Justice Ginsburg called the decision alarming. She argued as follows:

It “cannot be understood as anything other than an effort to chip away
at a right declared again and again by this court,” she said.

She said this dispute was about how, not whether, abortions would be
performed during the second trimester. Despite Kennedy’s talk of
“promoting fetal life,” the ban on the procedure “targets only a method
of abortion,” she said. “The woman may abort the fetus, so long as her
doctor uses another method, one her doctor judges less safe for her.”

She also called the decision demeaning to women. It “pretends” to protect
them “by denying them any choice in the matter,” she said.

Justice Ginsburg, in referencing the court’s desire to “chip away” at Roe v. Wade scolds the majority for ignoring precedent of over 40 years. If we are a nation of laws, then precedent must rule. I seem to recall that the conservatives yell most loudly about activist courts that simply rewrite the law to suit their needs. It seems that the Bush/Roberts court is turning down the road of activism…but, of course, it is activism that the radical right agrees with so no hue and cry from them now.

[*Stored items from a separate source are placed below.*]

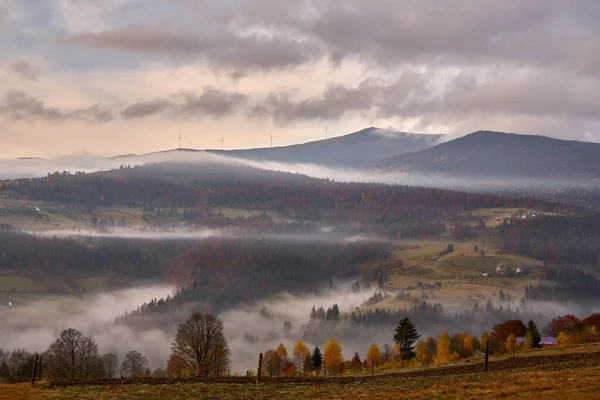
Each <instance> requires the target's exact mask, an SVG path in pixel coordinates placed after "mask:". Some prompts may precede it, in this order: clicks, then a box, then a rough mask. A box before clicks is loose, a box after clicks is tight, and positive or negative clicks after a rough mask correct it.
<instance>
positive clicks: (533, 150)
mask: <svg viewBox="0 0 600 400" xmlns="http://www.w3.org/2000/svg"><path fill="white" fill-rule="evenodd" d="M599 155H600V144H598V143H587V142H577V141H570V140H560V139H553V138H549V137H544V136H532V135H519V134H509V133H501V132H491V131H478V132H474V133H471V134H469V135H467V136H463V137H461V138H458V139H455V140H452V141H449V142H446V143H442V144H439V145H437V146H435V147H432V148H430V149H426V150H423V151H418V152H413V153H409V154H399V155H396V156H394V157H390V158H388V159H386V160H384V161H382V162H380V163H378V164H377V165H376V167H375V169H377V170H380V171H385V172H396V171H397V172H414V173H423V174H451V175H456V174H460V175H476V176H511V177H523V176H543V177H549V176H553V177H565V178H566V177H581V178H590V177H598V176H600V157H599Z"/></svg>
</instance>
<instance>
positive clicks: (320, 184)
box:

Justice Ginsburg’s remarks could also be considered in the light of Agamben’s view of homo sacer. By denying women choice the court excludes women from the process, creating an exception that stands at the crossroads and, therefore, falls within the power of the sovereign to dictate. This is a disturbing development in the democratic experiment called the United States.

References

Agamben, G. (1998). Homo Sacer: Sovereign power and bare life (D. Heller-Roazen, Trans.). Stanford, CA: Stanford University Press.